The draft bill proposes considering “a failure to validate or corroborate the alleged defamatory statement” as evidence of actual malice in defamation cases, a lower standard than “reckless disregard” for the truth.

It revises the definition of a “public figure” to exclude people whose notoriety arises solely from defending themselves publicly against accusations; granting an interview on a specific topic; public employment other than elected or appointment by an elected official; or a video, image or statement uploaded on the internet that has reached a broad audience.

The briefing document calls the Times ruling “a dramatic departure from the original understanding of the Free Speech Clause of the First Amendment to the U.S. Constitution.”


“These changes to defamation law have resulted in a no-holds-barred media environment where defamatory statements are ubiquitous but accountability for those statements is not,” reads the summary, which does not list an author.

Pamela Marsh, executive director of Florida’s First Amendment Foundation, said she only recently became aware of the proposal.

“In my opinion, this proposal would have established a standard of ‘negligence’ in libel cases that would be in stark contrast with the U.S. Supreme Court’s 1964 ruling in New York Times v.

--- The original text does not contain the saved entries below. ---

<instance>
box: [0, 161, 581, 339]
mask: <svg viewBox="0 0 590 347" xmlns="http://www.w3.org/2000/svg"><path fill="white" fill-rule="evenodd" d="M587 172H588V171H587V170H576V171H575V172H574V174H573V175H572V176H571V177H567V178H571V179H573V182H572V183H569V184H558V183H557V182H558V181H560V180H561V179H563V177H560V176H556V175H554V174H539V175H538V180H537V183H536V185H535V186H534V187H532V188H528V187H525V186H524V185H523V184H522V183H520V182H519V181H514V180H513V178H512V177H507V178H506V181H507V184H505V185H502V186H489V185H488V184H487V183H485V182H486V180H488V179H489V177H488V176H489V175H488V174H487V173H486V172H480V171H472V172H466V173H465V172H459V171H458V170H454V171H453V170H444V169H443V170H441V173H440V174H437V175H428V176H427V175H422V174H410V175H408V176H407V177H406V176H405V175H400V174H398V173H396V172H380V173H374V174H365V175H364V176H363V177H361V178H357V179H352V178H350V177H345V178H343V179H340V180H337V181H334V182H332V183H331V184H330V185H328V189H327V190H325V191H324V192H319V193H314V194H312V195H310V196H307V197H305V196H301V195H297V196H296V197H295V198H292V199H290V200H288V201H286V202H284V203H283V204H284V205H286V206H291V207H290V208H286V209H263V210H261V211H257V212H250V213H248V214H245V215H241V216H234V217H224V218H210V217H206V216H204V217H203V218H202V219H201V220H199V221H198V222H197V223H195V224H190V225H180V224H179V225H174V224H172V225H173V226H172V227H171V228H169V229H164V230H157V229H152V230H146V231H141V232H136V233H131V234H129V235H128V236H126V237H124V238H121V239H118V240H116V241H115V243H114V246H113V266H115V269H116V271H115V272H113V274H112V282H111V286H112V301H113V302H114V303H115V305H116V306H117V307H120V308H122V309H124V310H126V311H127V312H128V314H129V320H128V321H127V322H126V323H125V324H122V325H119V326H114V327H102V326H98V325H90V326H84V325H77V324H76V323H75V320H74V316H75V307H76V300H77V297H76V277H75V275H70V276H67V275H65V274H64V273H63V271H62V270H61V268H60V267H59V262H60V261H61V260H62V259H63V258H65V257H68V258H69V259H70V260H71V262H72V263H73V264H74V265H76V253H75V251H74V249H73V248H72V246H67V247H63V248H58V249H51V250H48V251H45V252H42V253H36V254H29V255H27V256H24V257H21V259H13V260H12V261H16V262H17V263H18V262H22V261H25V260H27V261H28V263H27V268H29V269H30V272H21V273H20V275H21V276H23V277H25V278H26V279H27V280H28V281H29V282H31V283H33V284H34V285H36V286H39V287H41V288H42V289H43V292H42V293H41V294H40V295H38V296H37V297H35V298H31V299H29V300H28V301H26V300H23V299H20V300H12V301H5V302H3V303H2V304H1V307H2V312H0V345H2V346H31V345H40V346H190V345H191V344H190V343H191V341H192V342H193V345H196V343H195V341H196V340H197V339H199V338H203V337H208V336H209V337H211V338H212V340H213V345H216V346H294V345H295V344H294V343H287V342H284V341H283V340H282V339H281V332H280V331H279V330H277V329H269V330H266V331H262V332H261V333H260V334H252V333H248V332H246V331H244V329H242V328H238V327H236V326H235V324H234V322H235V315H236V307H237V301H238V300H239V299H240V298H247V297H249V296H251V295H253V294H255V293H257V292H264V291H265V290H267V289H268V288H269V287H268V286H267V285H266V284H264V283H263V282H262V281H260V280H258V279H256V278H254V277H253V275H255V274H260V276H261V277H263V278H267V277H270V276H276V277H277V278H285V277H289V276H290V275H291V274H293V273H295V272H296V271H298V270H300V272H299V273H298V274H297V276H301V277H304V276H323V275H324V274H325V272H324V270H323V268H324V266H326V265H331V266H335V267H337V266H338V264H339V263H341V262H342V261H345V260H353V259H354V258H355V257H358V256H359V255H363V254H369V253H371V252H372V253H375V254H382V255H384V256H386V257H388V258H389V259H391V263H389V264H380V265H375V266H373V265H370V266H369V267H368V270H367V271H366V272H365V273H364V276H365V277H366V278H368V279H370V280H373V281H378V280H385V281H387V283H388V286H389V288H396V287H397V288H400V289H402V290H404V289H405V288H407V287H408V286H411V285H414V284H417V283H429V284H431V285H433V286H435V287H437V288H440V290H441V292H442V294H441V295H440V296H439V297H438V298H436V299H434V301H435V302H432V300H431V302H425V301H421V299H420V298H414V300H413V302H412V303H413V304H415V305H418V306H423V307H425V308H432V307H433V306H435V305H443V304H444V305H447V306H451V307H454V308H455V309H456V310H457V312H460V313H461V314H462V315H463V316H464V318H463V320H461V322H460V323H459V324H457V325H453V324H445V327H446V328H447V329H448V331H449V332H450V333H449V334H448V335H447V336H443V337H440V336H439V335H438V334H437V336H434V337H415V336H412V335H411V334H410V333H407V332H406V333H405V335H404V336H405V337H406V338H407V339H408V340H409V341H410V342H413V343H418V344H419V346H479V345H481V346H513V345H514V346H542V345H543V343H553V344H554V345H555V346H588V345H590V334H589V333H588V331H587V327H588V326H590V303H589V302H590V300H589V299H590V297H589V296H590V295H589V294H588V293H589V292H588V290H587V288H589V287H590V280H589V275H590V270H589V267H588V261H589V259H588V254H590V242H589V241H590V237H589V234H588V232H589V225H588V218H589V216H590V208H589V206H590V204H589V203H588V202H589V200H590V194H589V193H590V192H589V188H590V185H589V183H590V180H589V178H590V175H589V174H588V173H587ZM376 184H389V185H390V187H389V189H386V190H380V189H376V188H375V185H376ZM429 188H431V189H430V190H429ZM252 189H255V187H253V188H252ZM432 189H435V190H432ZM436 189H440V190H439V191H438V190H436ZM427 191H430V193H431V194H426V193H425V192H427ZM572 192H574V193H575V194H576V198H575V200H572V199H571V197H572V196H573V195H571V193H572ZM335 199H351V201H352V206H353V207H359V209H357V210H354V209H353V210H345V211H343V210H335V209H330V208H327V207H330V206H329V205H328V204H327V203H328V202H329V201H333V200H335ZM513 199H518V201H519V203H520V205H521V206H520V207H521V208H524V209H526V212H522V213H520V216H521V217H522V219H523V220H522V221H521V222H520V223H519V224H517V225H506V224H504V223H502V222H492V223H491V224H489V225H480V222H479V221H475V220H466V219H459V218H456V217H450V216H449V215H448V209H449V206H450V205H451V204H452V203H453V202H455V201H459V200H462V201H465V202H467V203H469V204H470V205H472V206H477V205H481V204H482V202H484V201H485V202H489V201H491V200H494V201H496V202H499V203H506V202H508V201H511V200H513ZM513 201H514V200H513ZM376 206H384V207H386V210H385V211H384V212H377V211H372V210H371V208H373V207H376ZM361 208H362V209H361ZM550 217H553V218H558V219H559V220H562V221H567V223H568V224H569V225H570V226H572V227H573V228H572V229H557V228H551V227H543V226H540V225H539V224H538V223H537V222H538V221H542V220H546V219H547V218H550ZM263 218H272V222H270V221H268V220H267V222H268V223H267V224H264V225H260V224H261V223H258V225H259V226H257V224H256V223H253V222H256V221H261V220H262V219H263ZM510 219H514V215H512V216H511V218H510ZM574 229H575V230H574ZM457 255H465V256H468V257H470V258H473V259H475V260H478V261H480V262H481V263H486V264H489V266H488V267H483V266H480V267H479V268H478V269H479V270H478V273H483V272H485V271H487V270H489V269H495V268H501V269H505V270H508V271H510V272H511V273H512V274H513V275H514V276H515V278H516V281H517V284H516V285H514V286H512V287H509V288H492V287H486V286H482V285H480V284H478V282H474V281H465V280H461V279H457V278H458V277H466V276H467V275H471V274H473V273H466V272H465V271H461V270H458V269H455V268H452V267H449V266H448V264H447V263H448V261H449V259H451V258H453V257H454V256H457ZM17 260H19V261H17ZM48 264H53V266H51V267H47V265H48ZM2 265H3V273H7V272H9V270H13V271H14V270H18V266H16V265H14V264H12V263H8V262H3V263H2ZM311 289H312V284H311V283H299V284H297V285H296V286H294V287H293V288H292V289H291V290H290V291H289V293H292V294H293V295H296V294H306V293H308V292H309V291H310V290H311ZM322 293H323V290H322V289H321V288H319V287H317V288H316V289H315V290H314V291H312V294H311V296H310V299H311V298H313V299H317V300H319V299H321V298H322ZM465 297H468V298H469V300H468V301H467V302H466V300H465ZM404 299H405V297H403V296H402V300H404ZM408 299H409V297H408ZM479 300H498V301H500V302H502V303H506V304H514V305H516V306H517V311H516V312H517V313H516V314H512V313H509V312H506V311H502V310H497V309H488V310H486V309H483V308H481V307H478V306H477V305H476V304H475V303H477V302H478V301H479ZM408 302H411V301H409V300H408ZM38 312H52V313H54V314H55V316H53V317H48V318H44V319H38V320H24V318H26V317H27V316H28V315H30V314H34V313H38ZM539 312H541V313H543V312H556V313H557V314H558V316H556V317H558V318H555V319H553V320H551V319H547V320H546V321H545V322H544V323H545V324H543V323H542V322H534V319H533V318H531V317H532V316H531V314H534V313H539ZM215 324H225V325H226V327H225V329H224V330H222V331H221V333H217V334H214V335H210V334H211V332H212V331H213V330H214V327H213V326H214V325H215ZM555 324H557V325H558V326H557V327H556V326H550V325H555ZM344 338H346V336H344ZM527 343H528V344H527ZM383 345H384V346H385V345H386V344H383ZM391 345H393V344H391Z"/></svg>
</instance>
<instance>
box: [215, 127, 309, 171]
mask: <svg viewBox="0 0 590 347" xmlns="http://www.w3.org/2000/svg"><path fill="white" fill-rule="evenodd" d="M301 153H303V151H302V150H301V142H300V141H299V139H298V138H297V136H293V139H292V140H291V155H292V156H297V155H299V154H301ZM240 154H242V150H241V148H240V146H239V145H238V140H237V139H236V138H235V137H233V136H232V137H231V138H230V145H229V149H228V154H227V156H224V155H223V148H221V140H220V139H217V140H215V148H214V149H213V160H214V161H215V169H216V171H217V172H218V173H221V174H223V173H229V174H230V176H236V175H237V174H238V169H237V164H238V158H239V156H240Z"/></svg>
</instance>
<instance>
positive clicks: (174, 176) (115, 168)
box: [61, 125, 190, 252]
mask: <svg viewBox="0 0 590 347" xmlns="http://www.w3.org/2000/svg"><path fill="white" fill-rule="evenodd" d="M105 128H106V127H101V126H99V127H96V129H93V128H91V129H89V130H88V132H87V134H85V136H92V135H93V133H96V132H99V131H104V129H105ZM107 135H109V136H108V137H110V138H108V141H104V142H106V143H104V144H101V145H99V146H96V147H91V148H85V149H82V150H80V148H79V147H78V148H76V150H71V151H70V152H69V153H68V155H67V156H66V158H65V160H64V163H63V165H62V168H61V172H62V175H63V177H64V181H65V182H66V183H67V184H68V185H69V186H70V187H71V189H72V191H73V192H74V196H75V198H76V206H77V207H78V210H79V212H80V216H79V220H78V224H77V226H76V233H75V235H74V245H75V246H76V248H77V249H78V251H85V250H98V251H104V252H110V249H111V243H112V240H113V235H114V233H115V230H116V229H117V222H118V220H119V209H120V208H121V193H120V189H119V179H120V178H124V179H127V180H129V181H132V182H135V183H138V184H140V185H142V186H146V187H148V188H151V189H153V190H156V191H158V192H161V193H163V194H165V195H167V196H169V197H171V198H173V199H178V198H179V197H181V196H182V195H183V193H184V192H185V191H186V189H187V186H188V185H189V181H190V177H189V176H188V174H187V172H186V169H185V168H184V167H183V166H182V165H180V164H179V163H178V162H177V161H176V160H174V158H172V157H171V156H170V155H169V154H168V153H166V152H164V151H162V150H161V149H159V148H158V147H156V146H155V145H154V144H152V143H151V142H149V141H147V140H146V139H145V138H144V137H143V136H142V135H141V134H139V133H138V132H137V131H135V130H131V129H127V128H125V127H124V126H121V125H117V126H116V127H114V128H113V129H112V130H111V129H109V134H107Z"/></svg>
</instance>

Sullivan,” she wrote in an email. “That case has been the ‘law of the land’ for decades.”

Legislating that new standard would set up a constitutional challenge to the Times decision, Marsh wrote. Two U.S. Supreme Court justices — Clarence Thomas and Neil M. Gorsuch ― have called for reconsidering it.

The case arose from an advertisement raising funds for the civil rights movement that appeared in The New York Times. The ad included some factual errors, and an Alabama city commissioner sued under the state’s libel law.

In an unanimous decision, justices reasoned that “debate on public issues should be uninhibited, robust, and wide-open,” even if it includes occasional mistakes and erroneous statements.